Launched in 2013 by 23 WTO members (with the EU counting as one), and representing 70% of the international trade in services, the TiSA negotiations are seeking to reinforce international rules and open markets in the area of digital, financial and transport services, among others.
“The message is crystal clear. If the negotiators respect all our recommendations (blue lines and red lines), they will be engines for growth in Europe, sources of competitiveness for our firms and safety nets for European citizens,” declared Viviane Reding, the lead MEP, after the vote, held today during the plenary session.
The resolution was backed by 532 votes to 131, with 36 abstentions.

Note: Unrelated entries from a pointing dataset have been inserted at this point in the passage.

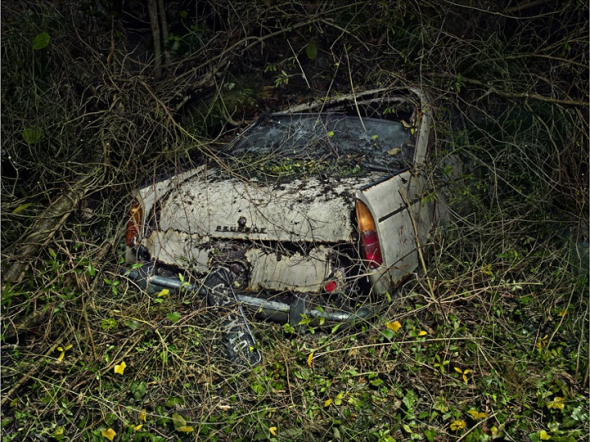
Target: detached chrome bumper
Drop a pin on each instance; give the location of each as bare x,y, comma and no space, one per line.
279,311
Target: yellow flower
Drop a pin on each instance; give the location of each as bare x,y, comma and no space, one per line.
63,351
556,404
463,373
393,326
477,415
458,425
119,369
109,434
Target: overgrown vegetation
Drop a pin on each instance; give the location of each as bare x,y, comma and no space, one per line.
490,342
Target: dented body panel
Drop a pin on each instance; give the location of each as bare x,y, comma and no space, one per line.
298,234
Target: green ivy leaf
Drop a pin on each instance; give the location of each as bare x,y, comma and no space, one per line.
41,41
174,316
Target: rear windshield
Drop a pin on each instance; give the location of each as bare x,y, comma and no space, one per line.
299,145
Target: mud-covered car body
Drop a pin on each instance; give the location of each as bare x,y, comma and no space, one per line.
309,215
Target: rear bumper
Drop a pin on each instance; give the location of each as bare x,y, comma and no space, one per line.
284,312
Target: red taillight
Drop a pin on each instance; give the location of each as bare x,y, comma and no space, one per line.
331,286
133,225
369,237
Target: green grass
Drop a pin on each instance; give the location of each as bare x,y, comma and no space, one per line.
500,354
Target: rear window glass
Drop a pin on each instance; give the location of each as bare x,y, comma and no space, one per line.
299,145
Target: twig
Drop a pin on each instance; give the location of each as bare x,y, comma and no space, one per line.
29,373
420,255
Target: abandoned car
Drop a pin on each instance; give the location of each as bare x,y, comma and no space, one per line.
303,218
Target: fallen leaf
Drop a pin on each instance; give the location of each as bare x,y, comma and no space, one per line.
394,326
120,369
109,434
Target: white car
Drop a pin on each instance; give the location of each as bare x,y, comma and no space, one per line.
303,218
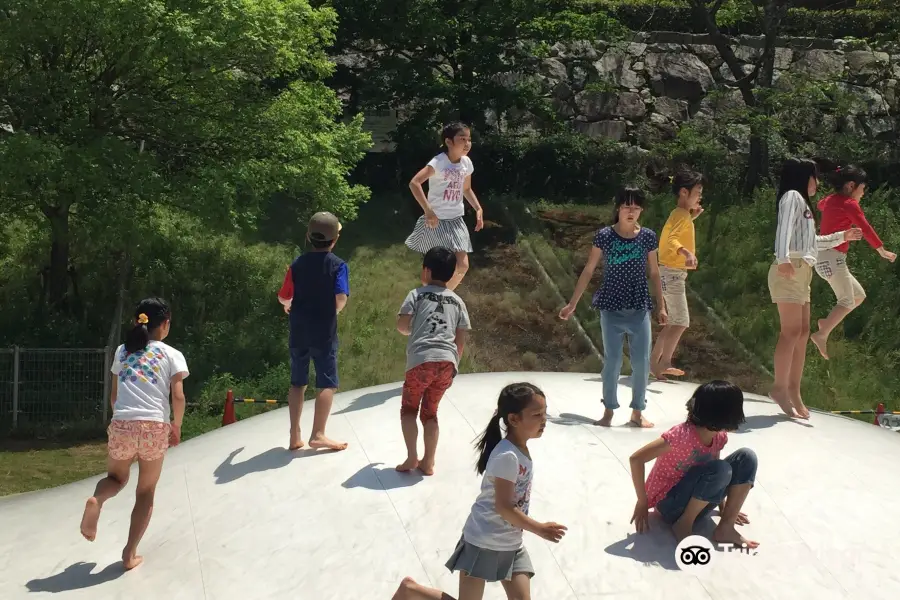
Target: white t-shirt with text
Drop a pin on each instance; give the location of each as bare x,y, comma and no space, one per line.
485,527
144,380
445,187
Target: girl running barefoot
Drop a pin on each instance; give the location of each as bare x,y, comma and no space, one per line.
796,252
689,479
624,301
147,371
677,256
449,176
841,211
490,548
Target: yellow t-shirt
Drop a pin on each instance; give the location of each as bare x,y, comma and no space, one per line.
677,233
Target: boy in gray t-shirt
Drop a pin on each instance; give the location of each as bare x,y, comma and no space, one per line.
436,321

“I am proud to have gathered a large majority across the political spectrum with a view to drawing clear guidelines for the remaining negotiations,” Reding added. “TiSA is an opportunity for Europe to prosper within our borders and to be strong outside the EU.”
In a recent interview with EURACTIV, Reding insisted that TiSA was not about opening EU markets, as much as making others’ less closed.
Current rules governing trade in services are “grossly outdated, as there was virtually no internet trade when the last deal was agreed back in 1995”, said MEP Jude Kirton-Darling, Socialists & Democrats co-ordinator for the report.
As the status quo in not an option, a reform is the only way forward, said the British MEP, stressing the need to maintain workers’ rights to public services.
“TiSA can help close loopholes that are currently used to abuse workers and consumers, but the Commission needs to get it right and make this clear in the upcoming negotiations. With today’s vote, we’re giving a new mandate to the Commission. If it fails to respect it, then the European Parliament will have to consider rejecting the final outcome, ” Kirton-Darling added.
The sector greeted the report. “The report gives a strong political support to the Commission negotiators, which will help the EU in getting a strong deal with its TiSA partners,” said European Services Forum Chairman Sir Thomas Harris. “The industry will continue to closely monitor the negotiations and hopes for an ambitious conclusion by end 2016,” he noted.
The vote builds upon the Parliament’s adoption last July of a resolution calling on the Commission to fully exclude current and future public services from the Transatlantic Trade and Investment Partnership (TTIP) with the United States, regardless of how they are provided or funded. The resolution on TiSA goes further by requesting the European Commission to introduce a “gold standard” clause to exclude public services from the scope of trade agreements irrespective of how they are supplied.
The “gold standard” clause would considerably strengthen the protection of quality, accessible and affordable public services in EU trade agreements. The European Commission should now commit to changing its approach to public services not only in TiSA, but also in TTIP and future trade agreements, urged a number of NGOs and trade unions.